For one of the main characters, Albus is flat. It comes across that he is a sullen teenage who is unable to get along with and understand his father. While this is somewhat understandable given that Harry is famous and there is a lot to live up to, he still is just very resentful of it all. Their relationship is strained and there is very little attempt at any sort of understanding between the two.
Scorpius is probably the best developed new character, but in a very strange way. His character is the complete opposite of his father, which doesn’t jive well with what we know about Draco. While he grew from the spoiled boy he used to be, Draco should still be a proud and a little prejudiced. It’s hard to completely change who one is and what they have grown up learning. In this play, Draco still shows these features in some ways, but the fact that his son is almost a complete 180 of his personality seems unrealistic. In fact, I would say that Scorpius may most resemble Hermione in terms of personality. He is bookish and nerdy. He even has a moment with Hermione in which they both quote Hogwarts: A History.
The villain in this play is Delphi. Delphi is obviously the cursed child referred to in the title of the play. She first is introduced as the niece of Amos Diggory and uses that position to influence Albus and then Scorpius into doing her bidding. Delphi was given some kind of prophecy that she would somehow help bring about the return of her father, Voldemort. She manipulates the two boys into going back into time and preventing the death of Cedric Diggory.

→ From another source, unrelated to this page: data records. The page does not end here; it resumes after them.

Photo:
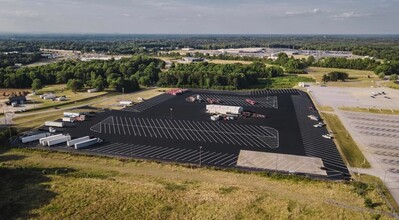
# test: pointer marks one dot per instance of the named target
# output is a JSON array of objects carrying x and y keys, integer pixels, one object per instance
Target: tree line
[
  {"x": 10, "y": 59},
  {"x": 126, "y": 73},
  {"x": 217, "y": 76}
]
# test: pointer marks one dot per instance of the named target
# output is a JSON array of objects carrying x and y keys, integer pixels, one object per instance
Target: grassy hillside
[{"x": 45, "y": 185}]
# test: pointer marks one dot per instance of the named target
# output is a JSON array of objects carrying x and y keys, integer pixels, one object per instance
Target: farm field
[{"x": 48, "y": 185}]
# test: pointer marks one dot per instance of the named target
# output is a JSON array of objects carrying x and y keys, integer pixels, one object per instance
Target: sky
[{"x": 200, "y": 16}]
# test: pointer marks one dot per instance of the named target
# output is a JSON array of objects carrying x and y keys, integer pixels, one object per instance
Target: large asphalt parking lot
[{"x": 169, "y": 128}]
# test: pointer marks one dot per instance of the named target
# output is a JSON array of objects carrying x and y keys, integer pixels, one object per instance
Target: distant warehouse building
[
  {"x": 193, "y": 59},
  {"x": 224, "y": 109}
]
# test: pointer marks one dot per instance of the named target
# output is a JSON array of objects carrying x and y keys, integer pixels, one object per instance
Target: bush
[
  {"x": 368, "y": 203},
  {"x": 393, "y": 77}
]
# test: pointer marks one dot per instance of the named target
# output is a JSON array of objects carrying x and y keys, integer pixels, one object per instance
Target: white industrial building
[{"x": 223, "y": 109}]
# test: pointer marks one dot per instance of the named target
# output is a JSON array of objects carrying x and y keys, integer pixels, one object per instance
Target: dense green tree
[
  {"x": 74, "y": 85},
  {"x": 37, "y": 84},
  {"x": 393, "y": 77}
]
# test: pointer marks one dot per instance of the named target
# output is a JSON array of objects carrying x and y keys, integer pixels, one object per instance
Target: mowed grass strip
[
  {"x": 325, "y": 108},
  {"x": 357, "y": 78},
  {"x": 50, "y": 185},
  {"x": 372, "y": 110},
  {"x": 287, "y": 81},
  {"x": 347, "y": 146}
]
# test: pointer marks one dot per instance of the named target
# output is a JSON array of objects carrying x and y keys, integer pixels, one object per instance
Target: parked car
[
  {"x": 319, "y": 125},
  {"x": 328, "y": 136}
]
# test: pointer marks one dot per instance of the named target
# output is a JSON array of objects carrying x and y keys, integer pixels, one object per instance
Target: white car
[{"x": 319, "y": 125}]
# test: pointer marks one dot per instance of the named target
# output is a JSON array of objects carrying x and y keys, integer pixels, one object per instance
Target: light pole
[
  {"x": 200, "y": 156},
  {"x": 277, "y": 162}
]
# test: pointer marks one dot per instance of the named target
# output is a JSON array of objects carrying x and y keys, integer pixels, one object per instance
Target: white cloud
[
  {"x": 309, "y": 12},
  {"x": 18, "y": 13},
  {"x": 350, "y": 14}
]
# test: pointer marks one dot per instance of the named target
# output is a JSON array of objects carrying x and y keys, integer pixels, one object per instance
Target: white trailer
[
  {"x": 54, "y": 124},
  {"x": 77, "y": 140},
  {"x": 46, "y": 94},
  {"x": 224, "y": 109},
  {"x": 125, "y": 102},
  {"x": 59, "y": 140},
  {"x": 34, "y": 137},
  {"x": 67, "y": 119},
  {"x": 62, "y": 98},
  {"x": 71, "y": 114},
  {"x": 48, "y": 97},
  {"x": 87, "y": 143},
  {"x": 43, "y": 141},
  {"x": 92, "y": 90},
  {"x": 215, "y": 117}
]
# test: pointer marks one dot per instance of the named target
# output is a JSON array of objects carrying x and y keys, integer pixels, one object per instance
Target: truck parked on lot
[
  {"x": 54, "y": 124},
  {"x": 71, "y": 114},
  {"x": 250, "y": 101},
  {"x": 77, "y": 140},
  {"x": 43, "y": 141},
  {"x": 58, "y": 140},
  {"x": 34, "y": 137},
  {"x": 87, "y": 143},
  {"x": 66, "y": 119}
]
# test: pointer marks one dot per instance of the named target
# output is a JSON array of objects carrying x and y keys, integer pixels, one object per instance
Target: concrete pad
[{"x": 281, "y": 162}]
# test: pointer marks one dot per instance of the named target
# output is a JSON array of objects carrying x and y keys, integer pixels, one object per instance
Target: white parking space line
[{"x": 220, "y": 132}]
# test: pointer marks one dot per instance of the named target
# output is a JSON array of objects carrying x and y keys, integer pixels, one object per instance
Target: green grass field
[
  {"x": 372, "y": 110},
  {"x": 60, "y": 90},
  {"x": 46, "y": 185},
  {"x": 287, "y": 81},
  {"x": 357, "y": 78},
  {"x": 347, "y": 146}
]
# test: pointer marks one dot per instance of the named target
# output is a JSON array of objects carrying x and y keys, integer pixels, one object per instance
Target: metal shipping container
[
  {"x": 58, "y": 140},
  {"x": 33, "y": 137},
  {"x": 77, "y": 140},
  {"x": 87, "y": 143},
  {"x": 54, "y": 124}
]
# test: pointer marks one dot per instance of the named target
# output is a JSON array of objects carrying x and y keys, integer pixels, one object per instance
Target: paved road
[{"x": 359, "y": 97}]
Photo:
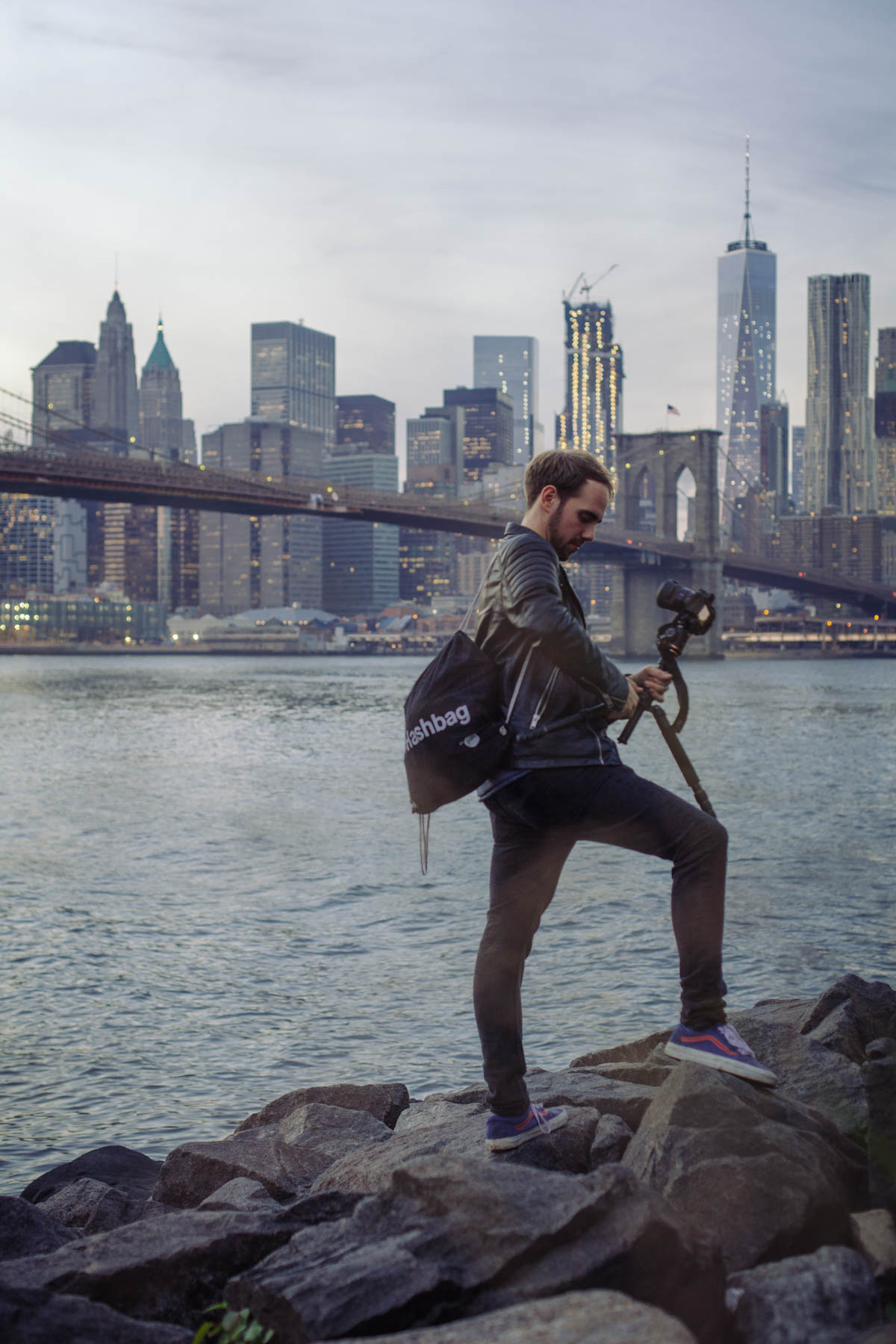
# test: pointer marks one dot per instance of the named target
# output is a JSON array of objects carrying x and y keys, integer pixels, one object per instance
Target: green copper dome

Delphi’s motives are clear and make perfect sense for any character in her position. The character herself is what doesn’t make a lot of sense. As mentioned above, the entire idea of Voldemort having a daughter is the stuff of fan fiction. It doesn’t fit with his characterization in the books at all. Why would he worry about having an heir if he was under the assumption that once he killed Harry, he would live forever. There was no need for him to produce an heir in his mind.
While the character feels a little on the weak side, I think that was kind of the point. Magically, she is strong, but as a person, she is incredibly weak. The way she grew up and what she was essentially born for limits her as a person. Had she grown up as a normal child, her personality and entire being may have been stronger, but that’s not why she exists.
The entire plot of this play is so cliche, I almost want to cry. When time travel is used in nearly every story, someone is always trying to change the past to make the future better, but ends up making things worse. This story is no different. Then, not only do they do this once, they do it a second time and make things even worse. The whole thing just sort of feels random and maybe not thought out all that well. I felt like there were a lot of things that needed to coincidentally happen in order for the plot and villain’s plan to work (such as Albus overhearing Harry’s conversation with Amos Diggory). I suppose the same could be said for some things in the original series, but it didn’t seem as obvious as it is in the play.
In the end, I am giving Harry Potter and the Cursed Child a 3/5 because while it does fail in capturing the same feel of the original Harry Potter series, I feel like this could be an amazing play done by the right people. Some of the missing pieces in the script could very easily be acted and portrayed on the stage. If I ever get the chance to be in London while this is playing, I would definitely see it. If you look at it as a separate story from the books instead of a continuation, it can still be enjoyable.